В этот момент загремели ключи, дверь со скрежетом открылась, и в камеру ввалился стражник с очередной порцией хлеба и воды. Он поставил все это на пол и собрался уже уходить, когда Мафалда дернула Фернанду за руку. Тот судорожно глотнул воздух и выдавил из себя:

— Э-э… сеньор очень торопится?

Стражник дернулся и так уставился на ребят, будто только теперь заметил, что эти трое, которых он сторожит, тоже люди и даже умеют разговаривать. Свое изумление он выразил столь непередаваемым рычанием, что узники невольно втянули головы в плечи и прижались друг к другу. Но Фернанду, собрав всю свою храбрость, продолжал:

— Я говорю, может быть, у сеньора есть немного времени, чтобы побеседовать с нами? Мы можем рассказать сеньору такое, что ему и не снилось!

Тут стражник вышел из оцепенения и заржал:

— Сеньор… сеньор! Насмехаться вздумали? Это я-то сеньор? Моя Бриоланжа подохла бы со смеху, кабы слышала! Кто я такой, знаете? Бедный солдат. У меня за душой всего-то и есть что копье да лошадка, и то пополам с братом. И в карманах ветер гуляет. Теперь раздолье господам да епископам, вот это настоящие сеньоры! А вы мне… сеньор? Ну и загнули! Не забыть бы рассказать за ужином Бриоланже. Она небось и не поверит. Скажет, опять назюзюкался, совсем одурел от винища… Смеху-то…
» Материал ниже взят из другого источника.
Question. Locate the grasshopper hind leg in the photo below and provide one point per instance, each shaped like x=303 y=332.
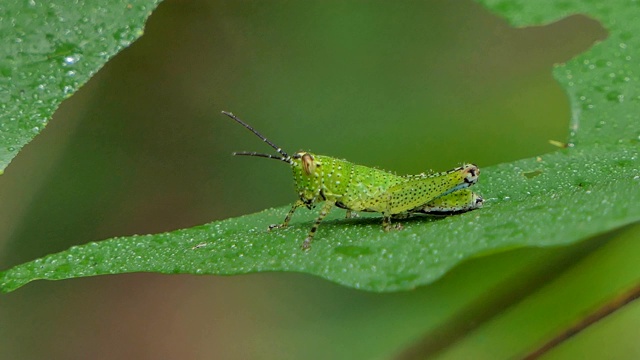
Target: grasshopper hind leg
x=323 y=213
x=454 y=203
Стражник совсем развеселился. Фернанду осмелел и решил не упускать случая — кто его знает, вдруг получится?

— Подумать только, а я посмотрел на тебя и думаю: сеньор, истинный сеньор! Ладно, если хочешь повеселить как следует свою жену, послушай, что мы тебе расскажем. Она у тебя потом как рот разинет, так целый месяц не закроет.

— Эх, чужеземцы! Она и так его никогда не закрывает. Мне бы что-нибудь такое, чтоб она хоть на минуточку заткнулась, вот это было бы славно!

Ребята так и покатились со смеху. Правда, рассудительная Мафалда тут же сделала братьям знак, чтобы не очень расходились. Стражник мог обидеться, и тогда пиши пропало.

— Можно и такую историю, это нам раз плюнуть!

— Как тебя зовут? — спросила Мафалда.

— Жоан Гонсалу, а друзья кличут Гонсалу-Колбаса.

— Прекрасное имя! Мне б сейчас кусочек… — мечтательно протянул Вашку.

— Чего тебе надо? — не понял стражник.

— Ничего, ничего, не слушай его. Он у нас часто сам с собой разговаривает, бормочет не поймешь что… — поспешила ответить Мафалда.

— Опять ты делаешь из меня шута горохового, — зашипел ей на ухо Вашку.

Колбаса понимающе покачал головой:

— Да-а, это бывает… у меня старший брат такой. Тоже невесть что несет. Иной раз такую околесицу, что хоть всех святых выноси, и дрожит весь, и слюни пускает. Правда, с ним это не каждый день бывает. По большей части ходит здоровехонек и живет получше моего. Служит во флоте, рулевым! Работа хорошая, и жалованье что надо. Чем-то он полюбился дону Фуашу, тот ему все прощает. Как увидит, что с братом припадок, разом домой отсылает, во как!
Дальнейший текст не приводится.